Le cri de colère de David Brunet. C’est le premier des acquittés à se présenter à la barre. Il est entendu par vidéoconférence mais sa colère est intacte. David Brunet vit toujours à Outreau où il est actuellement intérimaire paysagiste. "C’est une histoire que je n’arrive pas à évacuer", commence-t-il. Accusé d’avoir violé son fils Anthony, l’homme raconte que Myriam Badaoui et Thierry Delay, le couple infernal condamné pour le viol de leurs enfants, étaient de "simples voisins". Mais ses mots les plus marquants, il les réserve pour Jonathan Delay, l’un des quatre fils de Myriam Badaoui, partie civile dans le procès, qui l'avait accusé de viols. "Vis ta vie, profite, deviens un homme : vis bordel ! Vis, on n’a qu’une vie… La vie est tellement courte, tellement dure". Le jeune homme de 20 ans ne lui a pas répondu.
"Une descente aux enfers". Outre la colère, les acquittés venus témoigner ont aussi fait part du calvaire qu’a été Outreau. Sandrine Lavier, qui intervenait aussi par vidéoconférence a ainsi comparé, en larmes, son implication dans l’affaire à une "descente aux enfers". Après son acquittement, elle raconte qu’elle "est tombée en dépression" et qu’elle a traversé "une période très dure"". Son mari, Franck Lavier qui a fait 36 mois de prison, témoignera peu après : "tous les jours où je me couche, je repense à l’affaire". "Mon fils a 19 ans aujourd’hui : il y a 11 ans, il témoignait au tribunal de Saint-Omer, mon fils est détruit… Il n’a pas de travail, de diplôme, tout est arrêté", a raconté pour sa part Karine Duchochois, l’ex-compagne de David Brunet.

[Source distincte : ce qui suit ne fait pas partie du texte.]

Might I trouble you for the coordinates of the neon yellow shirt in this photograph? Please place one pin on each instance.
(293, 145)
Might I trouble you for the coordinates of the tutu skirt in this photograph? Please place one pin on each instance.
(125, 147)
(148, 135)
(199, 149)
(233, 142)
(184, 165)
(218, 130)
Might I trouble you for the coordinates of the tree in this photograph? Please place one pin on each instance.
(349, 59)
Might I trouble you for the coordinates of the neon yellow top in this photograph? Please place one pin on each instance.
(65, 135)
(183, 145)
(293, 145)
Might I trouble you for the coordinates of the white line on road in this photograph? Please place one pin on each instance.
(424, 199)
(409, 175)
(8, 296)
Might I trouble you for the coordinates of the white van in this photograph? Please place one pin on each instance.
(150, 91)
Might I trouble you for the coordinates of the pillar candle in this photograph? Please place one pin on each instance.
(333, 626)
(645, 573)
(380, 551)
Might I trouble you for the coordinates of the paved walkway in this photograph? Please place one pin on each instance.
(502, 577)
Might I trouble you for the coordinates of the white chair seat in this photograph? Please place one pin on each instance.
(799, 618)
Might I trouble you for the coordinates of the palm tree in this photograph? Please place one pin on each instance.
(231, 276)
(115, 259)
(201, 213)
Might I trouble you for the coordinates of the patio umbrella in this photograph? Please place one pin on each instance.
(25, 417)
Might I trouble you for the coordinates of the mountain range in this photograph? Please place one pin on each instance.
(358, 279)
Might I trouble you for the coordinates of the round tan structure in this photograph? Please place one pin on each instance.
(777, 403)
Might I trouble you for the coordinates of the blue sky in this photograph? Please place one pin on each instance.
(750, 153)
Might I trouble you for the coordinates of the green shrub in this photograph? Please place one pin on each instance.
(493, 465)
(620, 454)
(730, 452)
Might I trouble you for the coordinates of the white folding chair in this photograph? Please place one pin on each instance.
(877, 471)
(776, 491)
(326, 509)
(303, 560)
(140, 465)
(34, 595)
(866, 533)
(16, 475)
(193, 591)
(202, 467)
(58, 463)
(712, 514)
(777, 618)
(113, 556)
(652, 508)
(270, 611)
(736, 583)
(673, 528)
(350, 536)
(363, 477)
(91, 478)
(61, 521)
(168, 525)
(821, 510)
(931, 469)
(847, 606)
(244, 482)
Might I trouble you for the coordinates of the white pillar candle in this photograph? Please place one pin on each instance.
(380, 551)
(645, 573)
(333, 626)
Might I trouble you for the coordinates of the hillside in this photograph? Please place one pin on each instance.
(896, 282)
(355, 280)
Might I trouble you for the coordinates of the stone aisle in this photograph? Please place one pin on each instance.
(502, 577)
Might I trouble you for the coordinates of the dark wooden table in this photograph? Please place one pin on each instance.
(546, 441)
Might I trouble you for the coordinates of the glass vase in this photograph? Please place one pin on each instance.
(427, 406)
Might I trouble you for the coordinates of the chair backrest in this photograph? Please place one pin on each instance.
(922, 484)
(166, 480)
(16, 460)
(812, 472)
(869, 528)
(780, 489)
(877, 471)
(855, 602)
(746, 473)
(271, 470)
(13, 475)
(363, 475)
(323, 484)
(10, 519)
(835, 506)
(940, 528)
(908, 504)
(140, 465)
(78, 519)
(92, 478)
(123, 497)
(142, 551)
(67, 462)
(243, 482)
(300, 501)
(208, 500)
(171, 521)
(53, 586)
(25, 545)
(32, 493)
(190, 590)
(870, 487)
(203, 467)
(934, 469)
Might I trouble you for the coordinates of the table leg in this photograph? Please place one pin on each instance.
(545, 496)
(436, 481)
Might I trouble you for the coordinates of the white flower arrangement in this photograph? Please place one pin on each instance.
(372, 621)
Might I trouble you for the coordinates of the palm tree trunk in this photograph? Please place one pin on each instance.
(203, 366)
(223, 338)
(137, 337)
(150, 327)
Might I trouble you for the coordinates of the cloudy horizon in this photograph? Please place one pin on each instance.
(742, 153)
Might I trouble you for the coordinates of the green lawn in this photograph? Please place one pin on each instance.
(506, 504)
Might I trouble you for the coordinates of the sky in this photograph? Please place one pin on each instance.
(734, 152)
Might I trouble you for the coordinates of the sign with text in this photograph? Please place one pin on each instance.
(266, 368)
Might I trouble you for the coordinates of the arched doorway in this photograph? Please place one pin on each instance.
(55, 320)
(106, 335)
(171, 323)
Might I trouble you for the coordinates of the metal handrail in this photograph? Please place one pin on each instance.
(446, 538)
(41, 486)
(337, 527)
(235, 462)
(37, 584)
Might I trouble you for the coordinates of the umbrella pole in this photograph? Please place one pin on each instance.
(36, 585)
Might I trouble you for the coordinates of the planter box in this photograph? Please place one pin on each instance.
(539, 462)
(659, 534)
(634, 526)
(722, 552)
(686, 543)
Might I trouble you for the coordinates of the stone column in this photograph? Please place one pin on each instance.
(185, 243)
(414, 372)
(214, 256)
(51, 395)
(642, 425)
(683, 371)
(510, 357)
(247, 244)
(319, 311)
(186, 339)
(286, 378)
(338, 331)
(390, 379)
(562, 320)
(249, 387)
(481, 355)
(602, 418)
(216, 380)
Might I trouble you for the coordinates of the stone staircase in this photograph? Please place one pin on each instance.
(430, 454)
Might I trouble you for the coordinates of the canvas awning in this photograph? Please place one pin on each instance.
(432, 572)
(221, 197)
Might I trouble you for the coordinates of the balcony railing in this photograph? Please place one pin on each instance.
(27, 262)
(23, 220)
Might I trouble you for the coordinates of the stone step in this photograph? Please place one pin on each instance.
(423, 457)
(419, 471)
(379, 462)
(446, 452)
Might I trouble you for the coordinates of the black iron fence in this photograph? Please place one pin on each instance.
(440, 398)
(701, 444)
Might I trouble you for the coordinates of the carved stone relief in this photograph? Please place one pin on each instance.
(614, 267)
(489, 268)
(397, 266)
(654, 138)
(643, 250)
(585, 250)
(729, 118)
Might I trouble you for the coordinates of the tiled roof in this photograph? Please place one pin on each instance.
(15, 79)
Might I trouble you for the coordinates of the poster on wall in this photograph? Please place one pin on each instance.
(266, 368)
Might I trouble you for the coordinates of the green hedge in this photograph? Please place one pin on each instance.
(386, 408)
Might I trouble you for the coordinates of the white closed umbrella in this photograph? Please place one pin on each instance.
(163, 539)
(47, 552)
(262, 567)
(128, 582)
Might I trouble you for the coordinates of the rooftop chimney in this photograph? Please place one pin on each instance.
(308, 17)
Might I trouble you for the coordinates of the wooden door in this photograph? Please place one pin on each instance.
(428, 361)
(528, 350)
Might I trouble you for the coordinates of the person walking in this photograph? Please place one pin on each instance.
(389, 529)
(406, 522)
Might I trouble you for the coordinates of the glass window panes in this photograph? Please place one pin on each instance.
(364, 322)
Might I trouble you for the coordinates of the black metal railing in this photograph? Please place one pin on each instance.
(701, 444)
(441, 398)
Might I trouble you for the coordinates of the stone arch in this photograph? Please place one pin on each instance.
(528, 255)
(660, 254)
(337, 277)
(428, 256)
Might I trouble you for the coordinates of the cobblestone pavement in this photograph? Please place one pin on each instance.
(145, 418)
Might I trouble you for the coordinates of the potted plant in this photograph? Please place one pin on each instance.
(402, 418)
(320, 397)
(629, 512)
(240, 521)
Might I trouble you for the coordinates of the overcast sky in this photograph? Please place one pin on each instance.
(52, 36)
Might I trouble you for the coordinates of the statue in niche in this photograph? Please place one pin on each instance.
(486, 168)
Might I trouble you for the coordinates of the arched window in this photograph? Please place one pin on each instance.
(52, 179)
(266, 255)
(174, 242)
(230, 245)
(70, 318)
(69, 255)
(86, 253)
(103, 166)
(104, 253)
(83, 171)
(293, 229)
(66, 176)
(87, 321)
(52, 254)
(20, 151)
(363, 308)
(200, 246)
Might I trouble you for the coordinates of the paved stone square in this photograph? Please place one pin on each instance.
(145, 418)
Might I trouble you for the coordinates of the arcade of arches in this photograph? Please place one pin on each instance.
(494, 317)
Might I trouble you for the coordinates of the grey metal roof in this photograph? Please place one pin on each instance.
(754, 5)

Le juge Burgaud dans toutes les têtes. Dans toutes les mémoires des acquittés, il y a aussi et bien sûr un homme : le juge Burgaud. L’ancien juge d’instruction, désigné comme le principal responsable de ce fiasco judiciaire, revient très souvent dans la bouche des acquittés notamment chez Karine Duchochois. "Pour moi, l’affaire Outreau est un jeu maléfique entre Myriam Badaoui et Fabrice Burgaud", débute-t-elle avant d’expliquer qu’il "n’y avait pas d’humanité du tout chez lui". Elle décrit encore un homme "complètement fermé" qui "n’écoutait pas". Thierry Dausque qui fréquentait à l’époque des faits une voisine de Thierry Delai et de Myriam Badaoui raconte, lui, les menaces du juge d’instruction. Celui qui a fait trois ans et deux mois de détention explique qu’il a été menacé par le juge Burgaud alors qu’il clamait son innocence. "Réfléchissez bien, parce que pour vous c’est 20 ans!", lui aurait-il dit.